Они обсуждали прелестный особняк в Кашинском районе, приглянувшийся и Ирине, и Филиппу и приличным земельным участком, к нему прилагавшимся, и удалённостью от центра, и наличием обстановки.
— А банкет надо устроить на выезде, — перескочила Ирина.
— Почему на выезде? — поднял томные очи Филипп, уставший в последние дни от обзоров новостроя и регулярных вечерних набегов на знакомые и не очень юбки.
— А это как — на выезде? — поинтересовался Григорий.
— Так — в ресторане.
Филипп поскрёб затылок.
— Ведь можно объединить всё в одно мероприятие: обмыть и получку, и новую работу, и новоселье, когда переедем…

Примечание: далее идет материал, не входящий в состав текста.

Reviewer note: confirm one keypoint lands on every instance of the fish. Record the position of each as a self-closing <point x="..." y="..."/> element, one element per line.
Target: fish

— Нет, новоселья не будет: я боюсь сглаза.
— Тогда тебе придётся охрану от грязных помыслов выставлять и два раза в месяц приглашать экстрасенса на очистку от негативной энергетики.
— И чтобы с этим не связываться, зададим обед в ресторане. С размахом, со вкусом — и дело с концом.
— Мм… сглаз — это так реально? — усомнился Григорий, мало, как и все мужчины, веривший в колдовство и прочее оккультное.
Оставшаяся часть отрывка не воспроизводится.